Im September 2017 dauerte es fünf Minuten. Danach stand fest: Ignazio Cassis wurde Aussenminister, er übernahm den Posten seines Vorgängers Didier Burkhalter. Die anderen Regierungsmitglieder blieben, wo sie waren.

Dieses Mal ist es anders. Um die zwei Stunden sassen die Mitglieder des Bundesrats Ausgabe 2019 am Freitag im Bundeshaus West zusammen. Die fünf bisherigen und die beiden neugewählten Bundesrätinnen Viola Amherd (CVP) und Karin Keller-Sutter (FDP). Aber es gelang ihnen nicht, die durch die Rücktritte von Doris Leuthard (CVP) und Johann Schneider-Ammann (FDP) frei werdenden Departemente für Infrastruktur (Uvek) und Wirtschaft (WBF) einvernehmlich zu verteilen. Obwohl Bundespräsident Alain Berset (SP) zahlreiche Vorgespräche führte.

Berset war zwar bemüht, den Ball flach zu halten. Von einer «ersten Diskussion» sprach er am Freitag, die Zeit habe nicht für mehr gereicht. «Wir werden diese Diskussion nächste Woche weiterführen.» Aber klar ist: Für mindestens eines der Departemente interessiert sich mehr als eine Person, und keine gab bisher nach. Zwar könnte der Bundesrat die Departemente per Abstimmung verteilen, aber das soll verhindert werden.

2010 kam es zum Krach

Berset will nicht den gleichen Fehler machen wie 2010 Bundespräsidentin Doris Leuthard. Die von ihr geleitete Departementsverteilung führte zum grossen Krach. Die damals neugewählte Nicht-Juristin Sommaruga, die eigentlich das Uvek ihres Vorgängers Moritz Leuenberger wollte, wurde ins Justizdepartement verbannt. Stattdessen ging Leuthard ins Uvek, und Eveline Widmer-Schlumpf in die Finanzen.

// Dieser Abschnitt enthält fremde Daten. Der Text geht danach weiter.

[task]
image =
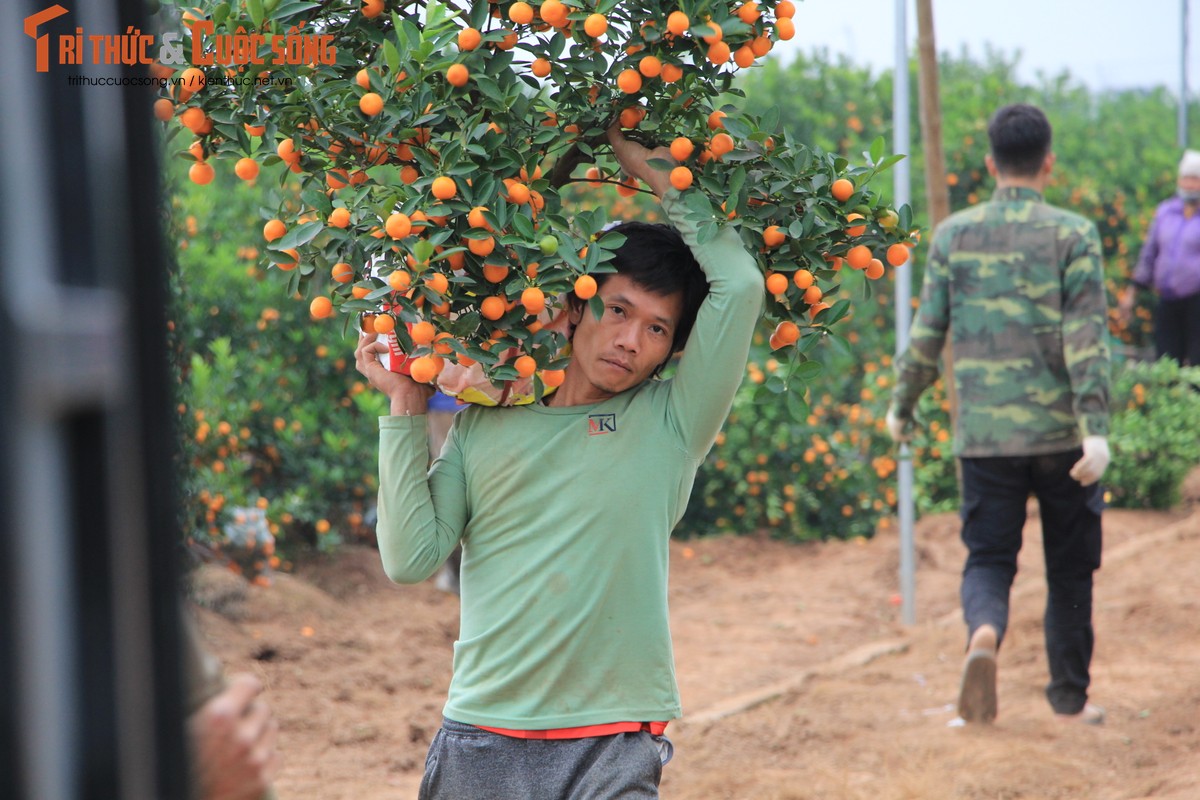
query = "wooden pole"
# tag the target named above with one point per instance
(937, 194)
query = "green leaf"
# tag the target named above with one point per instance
(523, 227)
(595, 305)
(299, 235)
(391, 56)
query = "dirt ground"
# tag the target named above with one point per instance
(798, 678)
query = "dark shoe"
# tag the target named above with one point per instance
(977, 695)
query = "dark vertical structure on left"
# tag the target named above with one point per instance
(90, 692)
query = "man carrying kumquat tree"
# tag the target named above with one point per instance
(563, 674)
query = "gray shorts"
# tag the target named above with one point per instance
(467, 763)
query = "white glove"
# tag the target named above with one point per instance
(1096, 459)
(899, 429)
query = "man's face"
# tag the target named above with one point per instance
(623, 348)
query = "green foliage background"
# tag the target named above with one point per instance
(305, 443)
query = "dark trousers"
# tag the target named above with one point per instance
(1177, 330)
(994, 495)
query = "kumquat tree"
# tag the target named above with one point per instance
(433, 142)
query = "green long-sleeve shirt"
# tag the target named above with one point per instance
(1020, 286)
(564, 515)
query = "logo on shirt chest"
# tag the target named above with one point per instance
(601, 423)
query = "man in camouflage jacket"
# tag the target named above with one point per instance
(1018, 284)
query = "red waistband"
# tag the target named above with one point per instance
(606, 729)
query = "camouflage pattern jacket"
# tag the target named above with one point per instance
(1019, 284)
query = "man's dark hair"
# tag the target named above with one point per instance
(657, 259)
(1020, 139)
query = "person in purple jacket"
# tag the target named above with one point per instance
(1170, 265)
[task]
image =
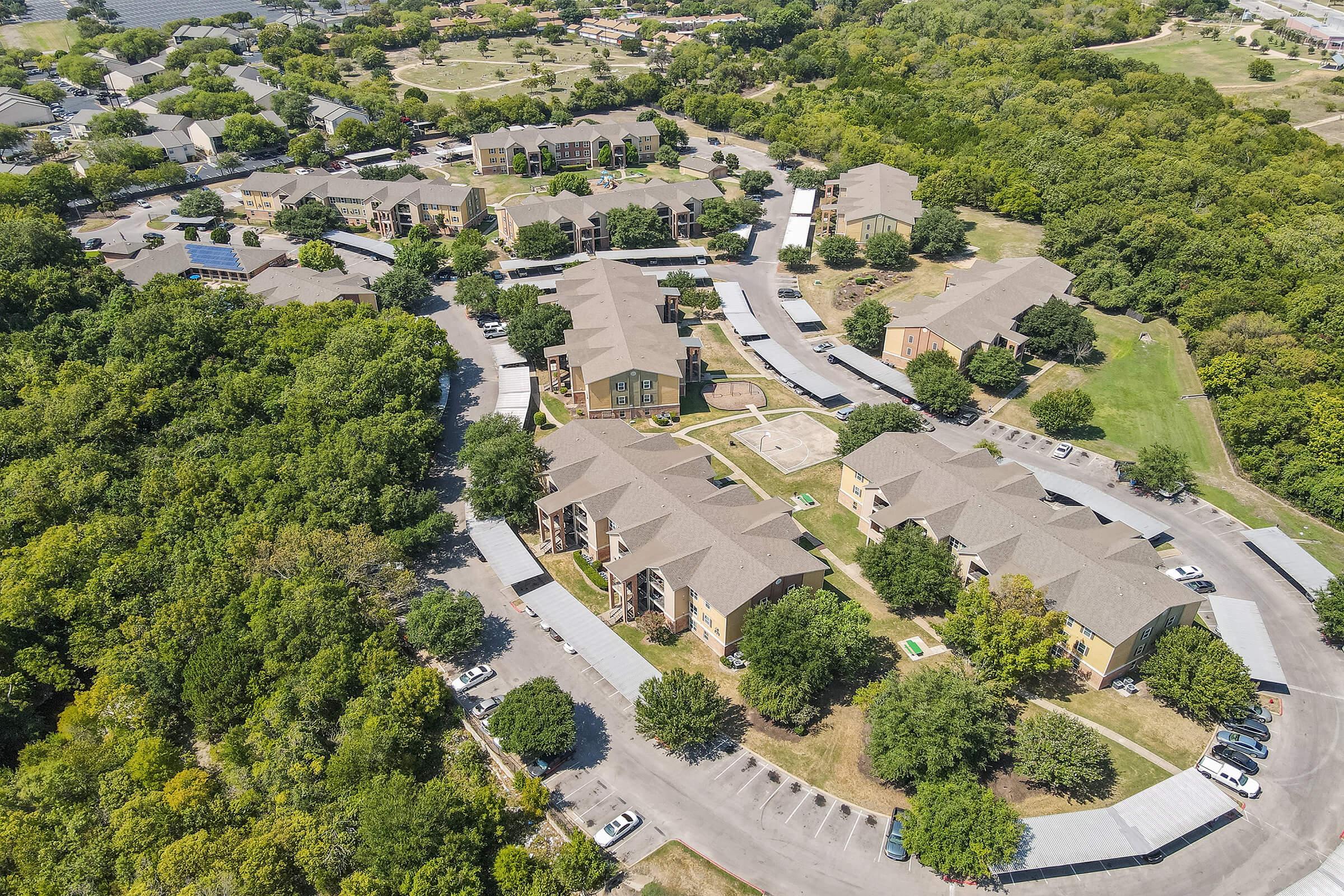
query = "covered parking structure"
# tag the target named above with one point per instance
(1289, 558)
(1099, 501)
(358, 244)
(795, 371)
(738, 311)
(1133, 828)
(1241, 625)
(605, 651)
(872, 370)
(505, 551)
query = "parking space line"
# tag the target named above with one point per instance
(824, 820)
(858, 817)
(797, 808)
(753, 778)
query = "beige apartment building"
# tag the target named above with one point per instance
(623, 356)
(980, 307)
(999, 520)
(872, 199)
(494, 153)
(386, 209)
(584, 220)
(673, 542)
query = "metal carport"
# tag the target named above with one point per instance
(871, 368)
(792, 370)
(1135, 827)
(503, 550)
(1241, 627)
(1099, 501)
(617, 661)
(1289, 558)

Dass die Verteilung auch heuer schwierig wird, war seit Tagen klar. Das Hauptproblem könnte sein: Verteidigungsminister Guy Parmelin (SVP) will wechseln. Offen erhob er Anspruch auf das Wirtschaftsdepartement WBF, auch mit dem Uvek könnte er sich offenbar anfreunden. Aber Parmelins Gelüste stossen auf Widerstand. Der Waadtländer SVP-Mann solle seine angefangene Arbeit im VBS (etwa die Beschaffung neuer Kampfjets) vollenden, finden andere Bundesräte. Zudem heisst es, die FDP wolle das WBF nicht weggeben.

Zwar können laut Anciennitätsprinzip die Dienstältesten zuerst sagen, welches Departement sie möchten. Die Reihenfolge ist: Ueli Maurer, Simonetta Sommaruga, Alain Berset. Parmelin kommt erst an vierter Stelle, es folgen Cassis, Amherd und Keller-Sutter. Aber das Prinzip funktioniert nur, wenn nicht zwei das gleiche Departement wollen. Im Extremfall muss die Regierung per Mehrheitsentscheid befinden, wer wo regieren darf.

Niemand scharf auf das VBS

Finanzminister Maurer will nicht mehr wechseln, aber Berset und Sommaruga zeigen Interesse an den vakanten Departementen Uvek und WBF. Wobei es letzte Woche eher so aussah, als würde Berset seine Interessen zurückstellen, weil er als Bundespräsident für die neutrale Verteilung der Departemente besorgt sein will.

Einiges deutete am Freitagabend darauf hin, dass der Bundesrat tatsächlich eine Verteilung nach Anciennität begann, dass man Parmelin also wechseln liess. Was gemäss einem Beobachter zur Folge hatte, dass am Schluss für die beiden Neuen notabene das VBS übrig blieb. Aber keine, so das Gerücht, wollte das Militär übernehmen.

Wie 1995 Adolf Ogi?

Wie auch immer: Vielleicht wiederholt sich ein Drama, bei dem bereits einmal das Militärdepartement im Mittelpunkt stand. 1995 wechselte Infrastrukturminister Adolf Ogi (SVP) unter grossem Druck der Kollegen und der Parteien ins ungeliebte EMD. Bundespräsident Kaspar Villiger redete ihm unter vier Augen lange zu, und am Schluss lenkte Ogi ein. Er sagte: «Ich habe mich für die Kollegialität des Bundesrates entschieden. Spätestens zu Weihnachten soll das Volk wieder Vertrauen in den Bundesrat haben.»